Existence of bounded sequences for image of bounded linear operators Let $X$ and $Y$ be Banach spaces and $A:X\to Y$ be a bounded linear operator. Assume that $y\in \overline {A(X)}$. Can we always choose a  bounded sequence $(x_n)\subset X$ such that $\displaystyle \lim_{n\to \infty} Ax_n=y$?
 A: Consider the operator $A: \ell_2\rightarrow \ell_2$ for which $A((x_n)_{n\in \mathbb{N}})=(\tfrac{x_n}{n})_{n\in \mathbb{N}}$ and take $\tilde{y}=(\tfrac{1}{n})_{n\in\mathbb{N}}$. This is an element of $\ell_2$ which does not belong in the image of $A$, however it belongs in $\overline{A(\ell_2)}$  as $A(\ell_2)$ is dense in $\ell_2$. Our goal is to show that every sequence $(\tilde{x}_n)_{n\in \mathbb{N}}$ in $\ell_2$ such that $A\tilde{x}_n\rightarrow \tilde{y}$, is unbounded. 
Lets write each $\tilde{x}_n$ as $\tilde{x}_n=(x_k^n)_{k\in\mathbb{N}}$.  The idea is that since $\|A\tilde{x}_n-\tilde{y}\|_2^2=\sum_{k=1}^\infty \frac{(x^n_k-1)^2}{k^2}\underset{n\rightarrow \infty}{\longrightarrow} 0$, a lot of the numbers $x_k^n$ will have to be "near" $1$. But these $x_k^n$ will inflate  the corresponding norm $\|\tilde{x}_n\|_2= \left(\sum_{k=1}^\infty (x_k^n)^2\right)^{1/2}$. 

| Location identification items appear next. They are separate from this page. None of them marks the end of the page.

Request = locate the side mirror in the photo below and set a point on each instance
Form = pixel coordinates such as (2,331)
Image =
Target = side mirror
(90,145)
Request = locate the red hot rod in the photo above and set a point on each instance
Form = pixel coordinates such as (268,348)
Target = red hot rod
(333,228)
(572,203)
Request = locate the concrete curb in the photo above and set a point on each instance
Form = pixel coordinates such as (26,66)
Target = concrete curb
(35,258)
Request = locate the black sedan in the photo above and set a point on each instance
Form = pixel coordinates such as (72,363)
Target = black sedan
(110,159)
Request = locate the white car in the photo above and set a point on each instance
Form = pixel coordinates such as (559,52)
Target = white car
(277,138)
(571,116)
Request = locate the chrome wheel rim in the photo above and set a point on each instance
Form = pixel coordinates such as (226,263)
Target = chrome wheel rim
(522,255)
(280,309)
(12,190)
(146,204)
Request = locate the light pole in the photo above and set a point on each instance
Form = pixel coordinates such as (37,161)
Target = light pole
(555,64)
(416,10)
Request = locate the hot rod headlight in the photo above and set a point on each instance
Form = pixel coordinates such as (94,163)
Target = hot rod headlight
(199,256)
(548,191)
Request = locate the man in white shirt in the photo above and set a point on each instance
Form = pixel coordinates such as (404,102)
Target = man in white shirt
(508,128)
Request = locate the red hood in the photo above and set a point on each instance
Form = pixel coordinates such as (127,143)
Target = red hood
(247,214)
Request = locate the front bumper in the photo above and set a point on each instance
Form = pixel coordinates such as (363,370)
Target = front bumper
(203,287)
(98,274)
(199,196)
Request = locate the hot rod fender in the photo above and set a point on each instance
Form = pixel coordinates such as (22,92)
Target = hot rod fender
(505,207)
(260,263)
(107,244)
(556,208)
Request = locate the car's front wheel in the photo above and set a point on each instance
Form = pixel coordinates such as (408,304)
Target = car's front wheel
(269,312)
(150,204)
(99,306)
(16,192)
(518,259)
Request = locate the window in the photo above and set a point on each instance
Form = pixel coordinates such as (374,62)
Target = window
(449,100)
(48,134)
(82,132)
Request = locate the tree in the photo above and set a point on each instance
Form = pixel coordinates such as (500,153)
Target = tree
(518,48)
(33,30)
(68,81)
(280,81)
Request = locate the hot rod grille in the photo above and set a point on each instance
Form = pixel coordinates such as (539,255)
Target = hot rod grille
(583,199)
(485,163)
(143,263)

Let $N_0\in \mathbb{N}$. For $\varepsilon = \sum_{k=N_0}^\infty \frac{1}{4k^2}$, there exists an $n_0$ such that 
$$ \sum_{k=1}^\infty \left(\frac{x_k^n-1}{k}\right)^2<\varepsilon=\sum_{k=N_0}^\infty \frac{1}{4k^2}, \ \ \forall n\geq n_0.$$
We consider the sets $A_n=\{k\in \mathbb{N}: x_k^n\geq \tfrac{1}{2}\}$. Then the cardinality of each $A_n$ is at least $\#A_n\geq N_0$. If not, then 
$$\sum_{k=1}^\infty \left(\frac{x_k^n-1}{k}\right)^2 \geq \sum_{k\notin A_n} \left(\frac{x_k^n-1}{k}\right)^2 \geq \sum_{k\notin A_n} \frac{ 1}{4k^2}\geq \sum_{k=N_0}^\infty \frac{ 1}{4k^2}=\varepsilon, $$
a contradiction.
So, for every $n\geq n_0$, $\|\tilde{x}_n\|_2\geq \left(\sum_{k\in A_{n}} \frac{1}{4}\right)^{1/2}\geq \frac{\sqrt{N_0}}{2}$. Since $N_0$ was arbitrary, $(\tilde{x}_n)_{n\in\mathbb{N}}$ is unbounded.